肝試しではなく花火を行うことにして、倉庫から協力して花火を浜辺に運びます。今回はイソスタライブで配信を行うということで、喜多さんがウキウキとした様子でスマートフォンを自撮り棒に付けて撮影しています。
「こんばんは~! 今日のイソスタライブは、なんとメンバー全員で、サポートメンバーの有紗ちゃんも合わせて5人制揃いです! そして今回は、海辺で花火を行います!」
『5人配信レア~!』
『喜多ちゃん可愛い』
『有紗様、有紗様が参加なんですね!』
ちなみに今回は用意したノートパソコンと喜多さんのスマートフォンを連動させているので、パソコンの画面でライブのコメントなども見えます。
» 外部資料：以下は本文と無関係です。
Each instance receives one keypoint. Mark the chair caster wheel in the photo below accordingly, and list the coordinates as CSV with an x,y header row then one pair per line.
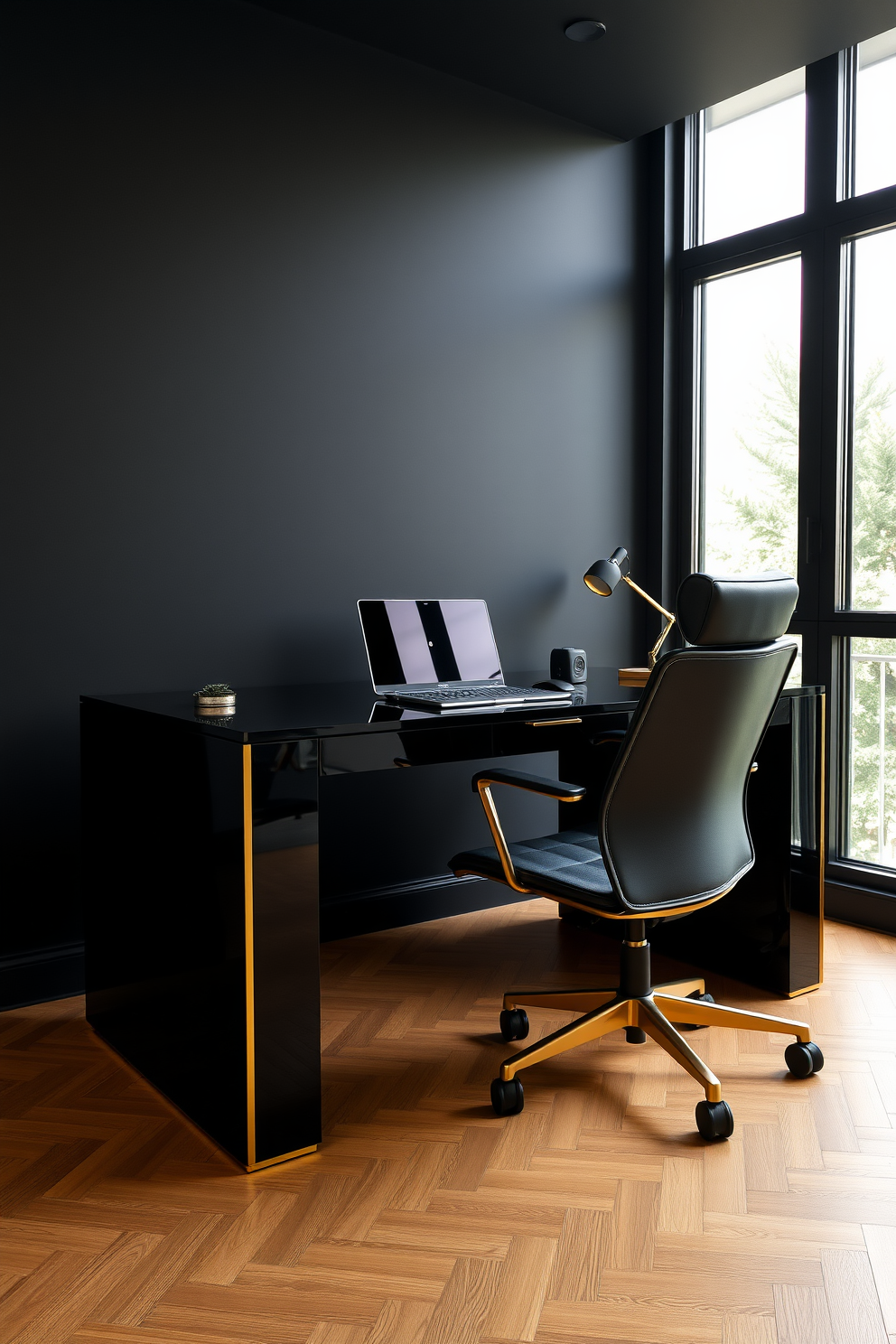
x,y
804,1059
714,1120
694,1026
507,1098
515,1024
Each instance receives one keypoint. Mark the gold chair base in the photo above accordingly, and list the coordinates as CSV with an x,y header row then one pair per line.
x,y
605,1011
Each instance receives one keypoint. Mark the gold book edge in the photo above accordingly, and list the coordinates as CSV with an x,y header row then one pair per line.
x,y
633,677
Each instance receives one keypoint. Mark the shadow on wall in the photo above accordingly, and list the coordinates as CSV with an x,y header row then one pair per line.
x,y
293,322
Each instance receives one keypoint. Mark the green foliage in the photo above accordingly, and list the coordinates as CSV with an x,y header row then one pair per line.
x,y
766,525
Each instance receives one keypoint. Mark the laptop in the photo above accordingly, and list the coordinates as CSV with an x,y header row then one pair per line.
x,y
440,655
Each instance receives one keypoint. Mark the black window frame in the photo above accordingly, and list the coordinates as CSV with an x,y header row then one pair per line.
x,y
673,273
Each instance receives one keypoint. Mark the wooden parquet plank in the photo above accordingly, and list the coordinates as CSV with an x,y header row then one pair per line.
x,y
463,1305
597,1215
801,1315
882,1253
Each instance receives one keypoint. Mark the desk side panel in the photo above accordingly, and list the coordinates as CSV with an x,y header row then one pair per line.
x,y
164,910
285,983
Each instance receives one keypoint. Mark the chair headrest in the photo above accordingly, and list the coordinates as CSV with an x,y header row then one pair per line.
x,y
735,609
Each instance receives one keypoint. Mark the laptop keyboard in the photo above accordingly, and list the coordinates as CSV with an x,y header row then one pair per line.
x,y
460,694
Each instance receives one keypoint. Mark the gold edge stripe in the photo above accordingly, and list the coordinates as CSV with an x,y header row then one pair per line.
x,y
548,723
822,845
284,1157
250,958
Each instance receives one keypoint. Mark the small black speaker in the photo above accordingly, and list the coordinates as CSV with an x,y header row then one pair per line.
x,y
570,666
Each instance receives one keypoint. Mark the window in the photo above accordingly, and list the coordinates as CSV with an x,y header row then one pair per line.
x,y
780,420
871,800
752,157
874,152
750,420
869,382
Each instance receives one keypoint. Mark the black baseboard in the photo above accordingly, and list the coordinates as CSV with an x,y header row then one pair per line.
x,y
415,902
35,977
860,906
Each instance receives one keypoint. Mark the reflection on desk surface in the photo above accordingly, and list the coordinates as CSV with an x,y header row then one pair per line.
x,y
280,713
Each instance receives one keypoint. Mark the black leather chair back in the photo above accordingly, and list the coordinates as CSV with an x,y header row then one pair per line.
x,y
673,821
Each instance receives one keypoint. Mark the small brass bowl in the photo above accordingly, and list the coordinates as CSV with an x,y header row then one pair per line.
x,y
209,705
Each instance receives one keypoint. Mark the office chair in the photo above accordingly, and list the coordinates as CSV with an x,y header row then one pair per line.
x,y
670,836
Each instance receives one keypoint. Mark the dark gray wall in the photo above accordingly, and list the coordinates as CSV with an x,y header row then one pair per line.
x,y
293,322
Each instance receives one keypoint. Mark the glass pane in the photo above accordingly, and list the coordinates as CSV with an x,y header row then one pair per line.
x,y
871,815
873,424
750,422
876,113
754,157
796,677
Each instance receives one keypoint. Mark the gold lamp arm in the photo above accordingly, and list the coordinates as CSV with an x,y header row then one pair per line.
x,y
670,620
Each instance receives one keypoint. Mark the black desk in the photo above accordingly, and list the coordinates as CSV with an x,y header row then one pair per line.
x,y
217,854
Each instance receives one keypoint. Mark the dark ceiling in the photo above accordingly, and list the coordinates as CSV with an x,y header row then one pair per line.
x,y
658,61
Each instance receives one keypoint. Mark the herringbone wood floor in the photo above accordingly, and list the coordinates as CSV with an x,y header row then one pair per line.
x,y
595,1215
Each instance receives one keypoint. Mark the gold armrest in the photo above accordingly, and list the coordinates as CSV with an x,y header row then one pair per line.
x,y
482,784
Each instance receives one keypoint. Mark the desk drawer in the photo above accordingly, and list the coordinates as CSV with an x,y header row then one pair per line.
x,y
363,751
553,734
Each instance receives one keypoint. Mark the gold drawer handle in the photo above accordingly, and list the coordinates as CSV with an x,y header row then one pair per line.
x,y
548,723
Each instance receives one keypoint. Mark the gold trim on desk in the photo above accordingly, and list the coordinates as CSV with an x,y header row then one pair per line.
x,y
284,1157
548,723
250,958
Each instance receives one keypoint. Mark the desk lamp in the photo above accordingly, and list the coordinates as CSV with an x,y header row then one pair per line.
x,y
602,580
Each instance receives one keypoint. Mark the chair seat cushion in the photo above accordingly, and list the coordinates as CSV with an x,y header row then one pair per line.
x,y
567,866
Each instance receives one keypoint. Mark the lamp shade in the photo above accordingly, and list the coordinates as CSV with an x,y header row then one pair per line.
x,y
603,575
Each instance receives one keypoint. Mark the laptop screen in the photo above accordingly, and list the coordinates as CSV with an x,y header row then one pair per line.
x,y
413,643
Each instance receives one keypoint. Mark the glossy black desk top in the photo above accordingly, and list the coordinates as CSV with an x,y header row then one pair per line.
x,y
277,713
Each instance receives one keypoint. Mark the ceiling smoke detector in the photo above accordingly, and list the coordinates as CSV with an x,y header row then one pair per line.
x,y
584,30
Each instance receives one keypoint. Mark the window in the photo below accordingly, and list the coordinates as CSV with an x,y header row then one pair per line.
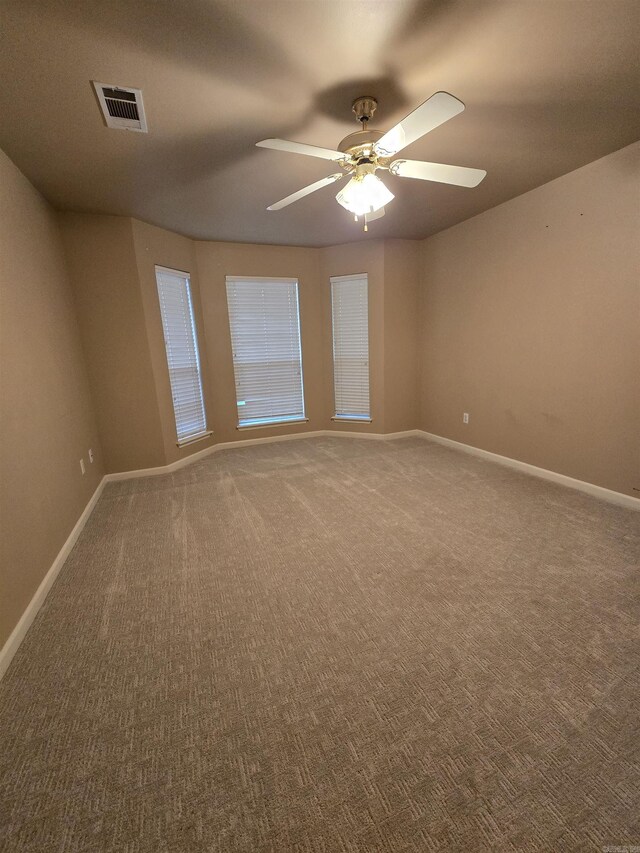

私たちはほぼ参加することはないですが、主に喜多さんと虹夏さんが中心でライブ配信は時折やっているみたいです。割合としては喜多さんが9、虹夏さんが1ほどなので、ほぼ喜多さんがイソスタライブを行っている感じですね。なので、喜多さんは慣れたものでスマートフォンをこちらに向けてきました。
「じゃ、スタ練とかのライブ配信にほぼ出ることがなくて、登場がレアな有紗ちゃんも何か一言!」
「視聴者の皆様、こんばんは、時花有紗です。本日は皆で花火を行うだけという単純な内容ではありますが、楽しんでいただけたら幸いです」
『あぁぁぁぁぁ!? ちょえ! 有紗様がポニーテール!? かわちいカーニバル過ぎて、てぇてぇ祭りが開催されてます! ありがたや、ありがたや……』
『有紗様は普段はなかなかライブ配信に出ないので、マジで超レアキャラ』
『でた、最強ビジュアルの有紗様だ!』
こういったライブ配信では少し呼び方に変化が出るもので、ひとりさん、喜多さん、虹夏さんはちゃん付けで呼ばれることが多く、リョウさんと私は様付で呼ばれることが多いです。
というか、演奏メンバーではない私ですがなんだかんだでファンの方々には、結束バンドのメンバーとして周知されているようで、ライブ配信を見に来てくださる方々となると、私のことはご存知です。
「……やっぱ、有紗ちゃんがでるとコメントの伸びがとんでもない。あとなんか……イソスタライブに有紗ちゃんが出ると毎回爆速で最初のコメントする熱心なファンがいるような……まぁ、いいか。そんなわけで、皆で花火をしていきま~す!」
まぁ、ライブ配信こそありますが基本的にはファンの方々に結束バンドメンバーの日常風景を楽しんでもらうという趣旨なので、私たちは気負わず普通にしていれば問題はありません。
ひとりさんはカメラが苦手なので、こちらにカメラが向くと私の背後に隠れてしまいますが、事前に何秒後にカメラを向けると宣言しておくと大丈夫です。心の準備ができるかどうかの差なのでしょうね。
「よし、手持ち花火もいいけど、最初は画面映えもする派手な花火にしようか!」
「虹夏、大丈夫? ちゃんと足音聞こえる?」
「ひっ!? リョウ~なんで今その話を蒸し返した」
「ビビりまくっててウケる」
「ふんっ!」
「……暴力反対」
置いて火を付ける吹き出し式の花火を始めようとした虹夏さんを揶揄い、ゲンコツを落とされているリョウさんを喜多さんが撮影する光景を眺めつつ、私はひとりさんと並んで手を繋いでいました。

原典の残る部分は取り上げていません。